We aim to bridge the current domain gap in visual-based deep learning solution in space activities by:

1. Generating high-fidelity Synthetic Data Leveraging state-of-the-art path-tracing and real-time 3D tools to create photorealistic synthetic data sets. This data will closely mirror real-world space environments, substantially improving the training and performance of deep learning models used in space applications.
2. Establishing a robust Simulation Testbed Introducing a versatile, real-time simulation environment integrated with an n-body simulation and a comprehensive software API. This testbed will enable the formulation and safe testing of various space activity scenarios, allowing for risk-free evaluation and refinement of visual-based deep learning models.

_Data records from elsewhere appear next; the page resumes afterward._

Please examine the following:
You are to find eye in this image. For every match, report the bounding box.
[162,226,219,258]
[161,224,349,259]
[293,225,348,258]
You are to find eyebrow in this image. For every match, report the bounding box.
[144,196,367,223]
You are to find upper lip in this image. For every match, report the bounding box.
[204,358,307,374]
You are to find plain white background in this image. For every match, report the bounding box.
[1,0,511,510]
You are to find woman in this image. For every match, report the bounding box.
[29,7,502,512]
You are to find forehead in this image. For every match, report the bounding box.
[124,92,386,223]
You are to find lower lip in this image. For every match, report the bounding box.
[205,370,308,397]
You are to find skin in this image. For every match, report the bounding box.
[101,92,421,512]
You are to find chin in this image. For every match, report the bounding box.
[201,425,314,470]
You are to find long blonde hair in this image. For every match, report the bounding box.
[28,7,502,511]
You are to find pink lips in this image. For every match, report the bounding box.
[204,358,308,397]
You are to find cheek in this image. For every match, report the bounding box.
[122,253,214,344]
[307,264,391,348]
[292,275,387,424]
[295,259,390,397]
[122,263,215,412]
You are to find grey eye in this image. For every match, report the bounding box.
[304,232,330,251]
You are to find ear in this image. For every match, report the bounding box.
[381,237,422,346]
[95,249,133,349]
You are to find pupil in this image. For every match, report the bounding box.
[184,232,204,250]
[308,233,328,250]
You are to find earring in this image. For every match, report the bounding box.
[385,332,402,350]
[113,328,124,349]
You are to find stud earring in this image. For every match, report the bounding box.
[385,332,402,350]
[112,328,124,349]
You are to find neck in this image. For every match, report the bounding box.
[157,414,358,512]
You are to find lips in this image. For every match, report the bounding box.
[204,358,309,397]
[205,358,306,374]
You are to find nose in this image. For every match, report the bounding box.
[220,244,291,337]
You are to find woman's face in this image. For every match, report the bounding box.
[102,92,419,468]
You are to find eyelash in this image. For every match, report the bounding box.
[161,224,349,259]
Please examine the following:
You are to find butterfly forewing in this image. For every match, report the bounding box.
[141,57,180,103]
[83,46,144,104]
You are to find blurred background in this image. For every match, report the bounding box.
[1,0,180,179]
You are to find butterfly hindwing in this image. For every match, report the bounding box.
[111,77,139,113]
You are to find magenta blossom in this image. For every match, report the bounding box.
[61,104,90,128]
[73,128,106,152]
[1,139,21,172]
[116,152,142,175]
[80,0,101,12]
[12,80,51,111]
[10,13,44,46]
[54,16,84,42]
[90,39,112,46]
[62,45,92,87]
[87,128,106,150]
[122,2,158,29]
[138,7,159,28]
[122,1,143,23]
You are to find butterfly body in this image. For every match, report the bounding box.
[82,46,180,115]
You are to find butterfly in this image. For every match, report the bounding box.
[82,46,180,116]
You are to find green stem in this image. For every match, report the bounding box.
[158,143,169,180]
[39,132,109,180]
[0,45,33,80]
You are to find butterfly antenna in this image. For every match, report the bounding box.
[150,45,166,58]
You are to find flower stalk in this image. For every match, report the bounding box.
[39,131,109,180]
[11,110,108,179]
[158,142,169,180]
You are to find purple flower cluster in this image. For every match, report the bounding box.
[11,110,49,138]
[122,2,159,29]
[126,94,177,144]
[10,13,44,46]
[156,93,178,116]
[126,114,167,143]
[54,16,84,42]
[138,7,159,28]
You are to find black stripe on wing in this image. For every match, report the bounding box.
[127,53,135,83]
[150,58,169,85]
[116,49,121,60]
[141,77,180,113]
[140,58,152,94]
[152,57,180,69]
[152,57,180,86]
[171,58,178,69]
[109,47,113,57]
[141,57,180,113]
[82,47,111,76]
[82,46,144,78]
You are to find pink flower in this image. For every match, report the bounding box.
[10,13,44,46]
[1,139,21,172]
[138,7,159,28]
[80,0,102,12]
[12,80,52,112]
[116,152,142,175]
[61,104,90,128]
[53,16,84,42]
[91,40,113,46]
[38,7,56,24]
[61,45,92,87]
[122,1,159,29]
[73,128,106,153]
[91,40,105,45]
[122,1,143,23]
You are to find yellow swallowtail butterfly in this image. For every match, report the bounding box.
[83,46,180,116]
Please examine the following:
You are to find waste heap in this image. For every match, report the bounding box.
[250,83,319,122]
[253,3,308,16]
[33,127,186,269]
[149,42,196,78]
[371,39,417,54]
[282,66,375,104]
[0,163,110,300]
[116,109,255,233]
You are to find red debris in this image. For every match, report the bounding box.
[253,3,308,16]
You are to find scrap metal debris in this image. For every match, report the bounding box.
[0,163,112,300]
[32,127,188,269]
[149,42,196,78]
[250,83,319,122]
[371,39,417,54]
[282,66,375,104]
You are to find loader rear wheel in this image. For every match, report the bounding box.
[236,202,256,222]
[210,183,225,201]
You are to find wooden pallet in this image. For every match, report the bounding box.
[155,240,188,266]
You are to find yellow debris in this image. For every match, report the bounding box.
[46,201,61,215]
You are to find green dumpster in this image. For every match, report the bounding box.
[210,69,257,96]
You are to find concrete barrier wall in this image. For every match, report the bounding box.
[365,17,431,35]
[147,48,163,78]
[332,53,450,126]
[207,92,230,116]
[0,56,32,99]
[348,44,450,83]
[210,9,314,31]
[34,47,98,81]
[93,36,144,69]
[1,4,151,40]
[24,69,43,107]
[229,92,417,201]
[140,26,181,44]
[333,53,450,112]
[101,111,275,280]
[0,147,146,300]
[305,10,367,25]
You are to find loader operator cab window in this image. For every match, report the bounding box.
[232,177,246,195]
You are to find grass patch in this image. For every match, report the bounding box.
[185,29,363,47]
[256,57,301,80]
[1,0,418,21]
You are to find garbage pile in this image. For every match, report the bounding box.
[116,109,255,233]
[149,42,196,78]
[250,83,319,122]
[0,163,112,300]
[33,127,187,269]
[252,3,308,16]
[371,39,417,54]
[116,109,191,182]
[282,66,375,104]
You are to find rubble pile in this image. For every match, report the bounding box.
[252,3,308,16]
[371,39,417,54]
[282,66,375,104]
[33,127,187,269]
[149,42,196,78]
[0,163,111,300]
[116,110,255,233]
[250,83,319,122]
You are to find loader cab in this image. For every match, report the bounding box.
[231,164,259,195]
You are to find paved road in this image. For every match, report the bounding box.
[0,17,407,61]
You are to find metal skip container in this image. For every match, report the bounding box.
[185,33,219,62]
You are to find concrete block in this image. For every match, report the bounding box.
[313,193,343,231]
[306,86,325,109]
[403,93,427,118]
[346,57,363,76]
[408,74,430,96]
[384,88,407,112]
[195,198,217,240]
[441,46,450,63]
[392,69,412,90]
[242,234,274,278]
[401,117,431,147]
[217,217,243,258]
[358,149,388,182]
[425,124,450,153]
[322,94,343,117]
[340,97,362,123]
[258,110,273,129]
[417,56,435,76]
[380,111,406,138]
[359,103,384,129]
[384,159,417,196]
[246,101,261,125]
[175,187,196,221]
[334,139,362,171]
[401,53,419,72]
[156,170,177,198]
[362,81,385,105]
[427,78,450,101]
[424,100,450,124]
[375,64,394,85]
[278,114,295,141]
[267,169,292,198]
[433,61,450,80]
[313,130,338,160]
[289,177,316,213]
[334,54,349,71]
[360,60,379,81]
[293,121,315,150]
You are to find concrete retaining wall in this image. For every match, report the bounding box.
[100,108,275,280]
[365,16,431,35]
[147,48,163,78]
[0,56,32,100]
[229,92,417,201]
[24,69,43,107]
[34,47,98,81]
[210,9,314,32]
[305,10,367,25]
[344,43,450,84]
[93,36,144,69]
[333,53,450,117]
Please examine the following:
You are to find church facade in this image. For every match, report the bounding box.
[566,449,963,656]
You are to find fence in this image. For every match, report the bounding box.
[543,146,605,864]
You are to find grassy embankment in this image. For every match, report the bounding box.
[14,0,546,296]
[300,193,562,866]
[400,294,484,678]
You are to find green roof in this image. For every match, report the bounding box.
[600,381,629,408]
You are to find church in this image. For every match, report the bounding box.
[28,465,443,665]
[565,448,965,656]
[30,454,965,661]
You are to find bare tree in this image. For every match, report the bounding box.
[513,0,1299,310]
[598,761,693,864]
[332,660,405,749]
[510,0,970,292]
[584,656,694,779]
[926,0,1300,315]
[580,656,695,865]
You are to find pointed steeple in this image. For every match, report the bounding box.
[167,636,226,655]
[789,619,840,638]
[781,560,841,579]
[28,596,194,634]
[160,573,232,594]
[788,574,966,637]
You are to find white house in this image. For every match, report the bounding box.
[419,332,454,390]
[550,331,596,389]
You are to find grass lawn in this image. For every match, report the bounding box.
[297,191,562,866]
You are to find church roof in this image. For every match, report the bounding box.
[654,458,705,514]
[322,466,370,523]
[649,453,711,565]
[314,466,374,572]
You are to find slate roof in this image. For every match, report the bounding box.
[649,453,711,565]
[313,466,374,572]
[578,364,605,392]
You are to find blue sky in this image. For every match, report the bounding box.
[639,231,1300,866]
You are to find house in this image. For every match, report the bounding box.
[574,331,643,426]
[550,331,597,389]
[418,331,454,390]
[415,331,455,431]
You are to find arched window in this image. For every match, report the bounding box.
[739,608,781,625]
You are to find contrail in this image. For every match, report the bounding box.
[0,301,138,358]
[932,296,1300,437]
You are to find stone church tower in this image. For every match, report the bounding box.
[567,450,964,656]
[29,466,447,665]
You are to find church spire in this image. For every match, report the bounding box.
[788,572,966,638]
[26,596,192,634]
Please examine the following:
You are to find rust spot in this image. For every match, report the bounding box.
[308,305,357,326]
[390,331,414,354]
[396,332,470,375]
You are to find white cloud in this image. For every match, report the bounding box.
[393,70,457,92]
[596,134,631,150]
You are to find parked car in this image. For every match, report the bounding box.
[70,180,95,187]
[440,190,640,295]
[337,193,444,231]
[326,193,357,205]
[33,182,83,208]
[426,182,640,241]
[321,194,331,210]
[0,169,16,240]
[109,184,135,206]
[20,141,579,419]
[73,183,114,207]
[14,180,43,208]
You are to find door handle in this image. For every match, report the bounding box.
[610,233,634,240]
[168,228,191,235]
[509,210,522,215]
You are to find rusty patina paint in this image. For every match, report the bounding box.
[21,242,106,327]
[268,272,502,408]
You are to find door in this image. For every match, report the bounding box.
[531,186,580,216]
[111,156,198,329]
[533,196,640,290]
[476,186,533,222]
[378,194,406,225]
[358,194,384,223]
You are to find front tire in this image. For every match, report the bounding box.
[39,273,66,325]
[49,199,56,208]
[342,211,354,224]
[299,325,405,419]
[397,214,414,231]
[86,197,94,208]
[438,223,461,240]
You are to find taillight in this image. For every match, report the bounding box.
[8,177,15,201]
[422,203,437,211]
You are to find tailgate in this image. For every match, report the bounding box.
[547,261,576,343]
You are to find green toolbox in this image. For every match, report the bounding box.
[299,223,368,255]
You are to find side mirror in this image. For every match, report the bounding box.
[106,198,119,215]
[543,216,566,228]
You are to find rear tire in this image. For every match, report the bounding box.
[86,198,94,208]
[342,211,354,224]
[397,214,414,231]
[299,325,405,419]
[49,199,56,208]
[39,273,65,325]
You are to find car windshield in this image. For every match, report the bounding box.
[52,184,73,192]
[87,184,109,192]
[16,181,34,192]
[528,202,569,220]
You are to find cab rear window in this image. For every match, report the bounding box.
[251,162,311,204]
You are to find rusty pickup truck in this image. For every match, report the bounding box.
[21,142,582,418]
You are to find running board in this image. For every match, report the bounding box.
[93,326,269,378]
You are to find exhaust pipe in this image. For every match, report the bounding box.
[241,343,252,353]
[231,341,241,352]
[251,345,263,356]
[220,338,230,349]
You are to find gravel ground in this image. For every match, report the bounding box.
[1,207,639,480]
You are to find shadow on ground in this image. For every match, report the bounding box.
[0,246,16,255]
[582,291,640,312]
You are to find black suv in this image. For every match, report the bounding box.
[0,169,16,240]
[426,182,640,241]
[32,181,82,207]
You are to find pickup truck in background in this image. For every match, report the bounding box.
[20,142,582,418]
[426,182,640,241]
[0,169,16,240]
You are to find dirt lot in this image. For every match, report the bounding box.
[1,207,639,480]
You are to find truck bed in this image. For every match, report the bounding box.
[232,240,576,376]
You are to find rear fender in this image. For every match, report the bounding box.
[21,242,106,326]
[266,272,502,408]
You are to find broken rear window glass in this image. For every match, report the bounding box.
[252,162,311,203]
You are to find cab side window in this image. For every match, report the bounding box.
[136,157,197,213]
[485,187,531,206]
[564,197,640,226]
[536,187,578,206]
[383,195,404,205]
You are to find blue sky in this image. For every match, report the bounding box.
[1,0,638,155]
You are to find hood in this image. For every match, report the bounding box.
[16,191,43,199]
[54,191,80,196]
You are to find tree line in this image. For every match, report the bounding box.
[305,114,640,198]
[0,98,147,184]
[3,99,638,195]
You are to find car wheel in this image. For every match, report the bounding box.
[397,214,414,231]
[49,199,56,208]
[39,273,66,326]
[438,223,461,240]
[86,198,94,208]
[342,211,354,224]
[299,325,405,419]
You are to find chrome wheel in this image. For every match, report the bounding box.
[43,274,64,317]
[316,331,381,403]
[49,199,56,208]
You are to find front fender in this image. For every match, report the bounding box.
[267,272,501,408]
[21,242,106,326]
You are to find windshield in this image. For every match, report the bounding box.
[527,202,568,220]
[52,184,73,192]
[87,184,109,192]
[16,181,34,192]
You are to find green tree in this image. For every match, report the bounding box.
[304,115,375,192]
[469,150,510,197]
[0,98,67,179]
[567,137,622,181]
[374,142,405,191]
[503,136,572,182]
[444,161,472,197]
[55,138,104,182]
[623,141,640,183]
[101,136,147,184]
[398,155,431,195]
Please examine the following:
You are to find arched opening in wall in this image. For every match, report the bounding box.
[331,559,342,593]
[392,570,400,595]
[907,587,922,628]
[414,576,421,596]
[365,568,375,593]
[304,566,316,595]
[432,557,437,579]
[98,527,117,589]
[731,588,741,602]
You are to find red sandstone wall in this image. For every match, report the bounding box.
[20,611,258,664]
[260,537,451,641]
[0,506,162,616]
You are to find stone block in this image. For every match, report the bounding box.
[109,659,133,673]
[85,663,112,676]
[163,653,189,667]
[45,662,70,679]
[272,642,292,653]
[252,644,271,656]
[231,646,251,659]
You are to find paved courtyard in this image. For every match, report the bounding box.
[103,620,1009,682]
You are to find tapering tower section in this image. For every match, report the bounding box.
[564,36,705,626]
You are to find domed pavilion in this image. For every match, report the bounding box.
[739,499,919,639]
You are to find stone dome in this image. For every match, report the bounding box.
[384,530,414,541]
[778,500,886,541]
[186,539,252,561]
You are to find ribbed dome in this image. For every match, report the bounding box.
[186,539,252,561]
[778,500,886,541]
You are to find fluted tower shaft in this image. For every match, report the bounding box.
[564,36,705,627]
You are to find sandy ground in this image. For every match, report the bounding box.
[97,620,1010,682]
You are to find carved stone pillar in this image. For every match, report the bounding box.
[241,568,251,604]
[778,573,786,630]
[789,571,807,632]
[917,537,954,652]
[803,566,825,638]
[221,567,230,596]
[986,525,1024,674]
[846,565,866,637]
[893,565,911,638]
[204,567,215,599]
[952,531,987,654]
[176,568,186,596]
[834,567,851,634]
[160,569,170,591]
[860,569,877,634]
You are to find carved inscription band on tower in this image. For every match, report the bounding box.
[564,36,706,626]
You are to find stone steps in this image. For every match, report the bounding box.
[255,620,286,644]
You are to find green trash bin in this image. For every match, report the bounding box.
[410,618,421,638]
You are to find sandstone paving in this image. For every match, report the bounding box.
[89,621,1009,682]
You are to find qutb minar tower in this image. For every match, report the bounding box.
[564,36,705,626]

3. Innovating 6-Degrees-of-Freedom Pose Estimation Advancing current 6DoF pose estimation techniques by incorporating more robust keypoint detection, probabilistic Perspective-n-Point (PnP) solving, and solution deployment on space-grade edge devices like AMD Versal AI Edge. This innovation aims to improve automatic visual navigation in next-generation satellites, enhancing autonomous proximity operations' safety, efficiency, and success.

Our goal is to address and overcome the challenges of domain-specific training limitations and push the boundaries of what is achievable in autonomous space missions, aligning closely with ESA's vision of advancing space technology and exploration.